Doctors’ Lab Coats are Full of Bacteria
We generally expect our doctors to wear lab coats—after all, they’re symbols of professionalism and dignity. While those white coats may appear clean, with the number of patients doctors see everyday it shouldn’t be that surprising that they’re actually covered in germs. A 2012 study published in the Journal of Clinical and Diagnostic Research reveals that lab coats are often contaminated by bacteria like staphylococcus aureus, also known as staph.
According to Foodsafety.gov, staphylococcus is “present in up to 25 percent of healthy people, and even more common among those with skin, eye, nose, or throat infections.” While staph isn’t always harmful, it can also cause food poisoning. The Centers for Disease Control and Prevention (CDC) state that staph infections in hospitalized patients can become very serious, leading to “bacteremia or sepsis when bacteria spread to the bloodstream; pneumonia; endocarditis (infection of the heart valves), which can lead to heart failure or stroke; osteomyelitis (bone infection), which can be caused by staph bacteria traveling in the bloodstream.”
The 2012 study, authored by Asima Banu, Mridu Anand, and Nagarjun Nagi, suggests that lab coats could become “transmitting agents of multi-drug resistant organisms.” They tested the lab coats of 100 medical students working in different specializations, and found that the sides of the lab coats harbored the most bacteria, followed by the collar and pockets.
Banu explains that “microorganisms can survive between 10 and 9 days on fabrics which are used to make white coats, including cotton, cotton and polyester, or polyester materials.” Eighteen percent of the students they interviewed wore their coats not just in the hospital, but in the adjacent medical colleges too. Even though 71% of the students had washed their lab coats in the past week, 69% of those coats were contaminated “irrespective of the time since the last wash.”

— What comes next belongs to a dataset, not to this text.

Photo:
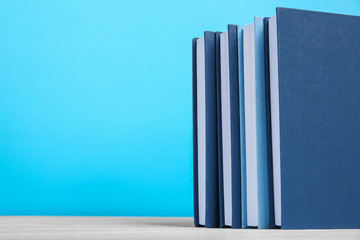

The study recommends that doctors be required to buy new lab coats every year and have at least two coats that they can switch around. It also encourages doctors to wash their coats at least once a week and avoid wearing them outside the hospital, as well as in hospital libraries and cafeterias. This can be facilitated by hospitals providing more areas for doctors, medical students, and nurses to change. Lastly, the study suggests trading lab coats in for protective gowns.
But don’t panic just yet—a 2014 study in the journal Infection Control and Hospital Epidemiology says there’s a lack of evidence demonstrating that lab coats actually cause infections. Nevertheless, the study says there’s sufficient reason for medical practitioners to adopt “evidence-based measures to prevent healthcare-associated infections.”
Apart from Banu’s recommendations, the study suggests providing hooks on which doctors can hang their coats before examining patients. After all, white coats are still an important and reassuring visual cue people rely on to know who among hospital staff are trained physicians. This way, doctors can maintain an aura of professionalism without putting their patients’ health at risk. As for us ordinary people? It’s probably best to take a shower or at least wash your hands as soon as you get home from a visit to the doctor.